CHARLOTTESVILLE, VA (CVILLE RIGHT NOW) – Interfaith Movement Promoting Action by Congregations Together (IMPACT) has commitments from five out of the six Albemarle supervisors at its Tuesday night Nehemiah Action meeting at the Martin Luther King Performing Arts Center at CHS, a committee member said.
“It is based in the Old Testament in a sort of airing of grievances around areas of justice,” IMPACT affordable housing committee member John Frazee told Cville Right Now. “And we expect to have this opportunity to present to the decision makers, the people who have the ability to make a change in the way things are run and tell them what our research has told us about areas.”
In regard to affordable housing, Frazee said cities that have made impacts in affordable housing and the unhoused have committed at least $10 million a year to a trust fund, a fund the county created in 2019 but has never funded that much through a budget year.
“What we’ve said is, and gotten some agreement from some supervisors, is that $10 million is really kind of a low bar for the need that we see in the county given the sheer number of people that are one paycheck away from becoming homeless themselves,” Frazee said.
Supervisors, as White Hall Supervisor Ann Mallek noted last week to WINA Morning News, are generally in favor of funding the Affordable Housing Investment Fund to the most they can, but she’s reticent of a 15-cent personal property tax hike in light of the four-cent supervisors approved for this year’s budget.
“What dollars we can put toward that would help speed the completion of Southwood for example, which has been going along for years,” Mallek said.
Mallek noted, “2007 was when they began and they entered the zoning process in 2017.”
But she had a caveat in regard to the specific proposal, “Personally, I’m very concerned that many, many people are burdened by the raises from last year.”
Frazee said Mallek, Sally Duncan, Ned Gallaway, Fred Missel and Mike Pruitt are all expected to attend, Frazee said, while the final boarsd member – Bea LaPisto-Kirtley – may also be on hand.

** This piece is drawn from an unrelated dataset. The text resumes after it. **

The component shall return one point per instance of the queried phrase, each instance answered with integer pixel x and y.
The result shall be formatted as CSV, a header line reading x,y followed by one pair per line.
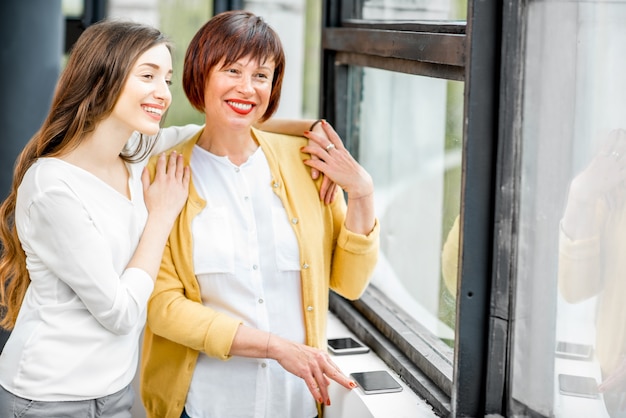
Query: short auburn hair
x,y
230,36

Frazee said, “When it comes to the dollars, this is where the discussion becomes very complicated very quickly, and IMPACT tries to stay apart from the ‘how’ of it and just keeps reiterating the ‘why’ of it which is there are so many people that need to have affordable housing in the county that are in danger of losing the homes they live in, they can’t pay the rent, they can’t pay their mortgages.”
“We want to put the focus on that understanding that the supervisors have a very difficult job, and we understand that completely, but we can only say that based on our students $10 million is kind of a minimum amount that you would need to have a viable and constructive affordable housing trust fund.”

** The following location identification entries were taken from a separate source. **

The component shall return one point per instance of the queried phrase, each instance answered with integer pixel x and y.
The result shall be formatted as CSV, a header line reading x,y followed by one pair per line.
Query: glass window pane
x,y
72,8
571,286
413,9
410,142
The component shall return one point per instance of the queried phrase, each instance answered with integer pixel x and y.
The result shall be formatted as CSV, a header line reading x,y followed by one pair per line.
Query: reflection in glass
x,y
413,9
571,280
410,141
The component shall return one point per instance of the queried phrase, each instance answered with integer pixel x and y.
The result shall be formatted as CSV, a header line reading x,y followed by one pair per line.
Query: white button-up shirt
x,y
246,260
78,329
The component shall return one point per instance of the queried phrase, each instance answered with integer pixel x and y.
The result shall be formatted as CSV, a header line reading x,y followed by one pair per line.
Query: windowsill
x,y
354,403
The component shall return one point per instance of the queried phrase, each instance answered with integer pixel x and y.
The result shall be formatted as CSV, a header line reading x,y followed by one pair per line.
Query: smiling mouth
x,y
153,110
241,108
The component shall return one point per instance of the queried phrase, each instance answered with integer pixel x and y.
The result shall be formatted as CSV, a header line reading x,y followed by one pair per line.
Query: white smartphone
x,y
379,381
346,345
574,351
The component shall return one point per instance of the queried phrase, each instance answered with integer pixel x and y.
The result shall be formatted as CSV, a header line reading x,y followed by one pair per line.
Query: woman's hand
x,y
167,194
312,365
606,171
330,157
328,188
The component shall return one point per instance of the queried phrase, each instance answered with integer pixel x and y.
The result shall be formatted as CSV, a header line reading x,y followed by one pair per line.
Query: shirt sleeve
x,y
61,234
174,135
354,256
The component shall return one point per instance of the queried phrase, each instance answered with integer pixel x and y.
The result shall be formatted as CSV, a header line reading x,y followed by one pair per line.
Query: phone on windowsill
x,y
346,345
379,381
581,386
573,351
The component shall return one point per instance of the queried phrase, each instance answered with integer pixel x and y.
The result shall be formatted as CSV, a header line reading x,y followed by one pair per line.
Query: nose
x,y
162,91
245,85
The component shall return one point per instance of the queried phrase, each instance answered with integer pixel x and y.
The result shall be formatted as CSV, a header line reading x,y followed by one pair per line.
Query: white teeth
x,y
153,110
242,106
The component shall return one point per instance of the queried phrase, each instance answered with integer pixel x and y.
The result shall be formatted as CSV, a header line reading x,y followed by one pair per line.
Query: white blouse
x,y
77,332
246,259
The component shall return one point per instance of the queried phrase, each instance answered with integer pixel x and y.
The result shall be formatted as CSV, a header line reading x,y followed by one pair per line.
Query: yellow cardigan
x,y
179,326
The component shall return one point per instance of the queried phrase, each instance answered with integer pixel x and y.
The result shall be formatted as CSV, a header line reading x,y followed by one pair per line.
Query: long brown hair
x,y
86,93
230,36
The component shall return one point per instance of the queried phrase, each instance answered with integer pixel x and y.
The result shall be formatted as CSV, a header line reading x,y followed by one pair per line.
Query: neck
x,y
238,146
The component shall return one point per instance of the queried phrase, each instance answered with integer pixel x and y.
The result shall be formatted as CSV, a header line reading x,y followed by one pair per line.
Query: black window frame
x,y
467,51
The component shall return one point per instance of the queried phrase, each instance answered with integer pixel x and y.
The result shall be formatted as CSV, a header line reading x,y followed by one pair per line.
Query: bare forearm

Nehemiah Action brings the 28 member congregations together once a year at the MLK Performing Arts Center which Frazee hopes will overflow beyond the 1300-seat capacity into spillover areas to make their presentation to elected leaders.
Frazee said not only are they talking about affordable housing, they’ll also talk about neighborhood safety and gun violence, and they’ll talk about transit in the city and county.

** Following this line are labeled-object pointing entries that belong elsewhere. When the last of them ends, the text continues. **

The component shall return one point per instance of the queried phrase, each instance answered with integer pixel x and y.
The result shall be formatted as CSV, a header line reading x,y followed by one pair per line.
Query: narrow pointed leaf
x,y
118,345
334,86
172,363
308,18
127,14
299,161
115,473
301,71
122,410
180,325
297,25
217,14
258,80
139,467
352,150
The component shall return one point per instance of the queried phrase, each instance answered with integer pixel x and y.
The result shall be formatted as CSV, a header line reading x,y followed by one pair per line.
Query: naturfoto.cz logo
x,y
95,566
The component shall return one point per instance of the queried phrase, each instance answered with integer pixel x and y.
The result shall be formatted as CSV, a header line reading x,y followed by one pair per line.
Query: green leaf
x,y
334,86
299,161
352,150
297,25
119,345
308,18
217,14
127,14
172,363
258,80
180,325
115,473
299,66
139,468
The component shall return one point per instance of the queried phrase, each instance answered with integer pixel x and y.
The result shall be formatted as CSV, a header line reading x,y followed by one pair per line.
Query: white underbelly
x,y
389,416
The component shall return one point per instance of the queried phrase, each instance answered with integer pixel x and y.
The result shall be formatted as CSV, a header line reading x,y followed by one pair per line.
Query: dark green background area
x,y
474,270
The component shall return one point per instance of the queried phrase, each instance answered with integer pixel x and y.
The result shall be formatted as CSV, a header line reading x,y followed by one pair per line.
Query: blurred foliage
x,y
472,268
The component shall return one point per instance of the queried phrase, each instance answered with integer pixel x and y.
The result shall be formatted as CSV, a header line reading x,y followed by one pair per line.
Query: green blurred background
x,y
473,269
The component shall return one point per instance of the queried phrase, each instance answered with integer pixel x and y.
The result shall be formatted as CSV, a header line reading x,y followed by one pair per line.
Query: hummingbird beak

But he notes this is not just presentation, it’s called “action”.
“We’ll be presenting these issues to the stakeholders and then we ask the to make commitments, and the commitments we ask them to make they can say ‘yes’ or say ‘no’ to it,” said Frazee.
For affordable housing, Frazee said they’ll be asking supervisors to commit to finding a way to fund $10 million for Affordable Housing Investment Fund every year.
With transit, the objective is getting the wait times down to 30-minutes per bus, part of it being a commitment for more bus drivers.
“And with neighborhood safety, we want to understand that the community, especially the city, is committed to doing all the work that they need to do to understand the problem and make the appropriate solutions,” Frazee explained.
The event is 6:30-to-8:30 p.m. and is inspired by Nehemiah Chapter 5 in the Old Testament where the prophet combatted oppression of the poor.
In the Nehemiah portion of the IMPACT website, they explain, “Today the people of Charlottesville face crises of their own. We have one of the highest eviction rates in Virginia. While the area median income climbs every year, more and more working-class people are pushed further and further into surrounding counties as housing costs become out of reach. Gun violence has risen dramatically since the COVID pandemic and thousands struggle to get adequate mental health treatment. In a community founded by men who espoused ideas of equality yet still enslaved other people, our community must still reckon with the continued injustices that comes from this history.
These are problems that people of faith are called to confront. In order for us to see justice in our community we must be like Nehemiah and gather great assemblies of our own.”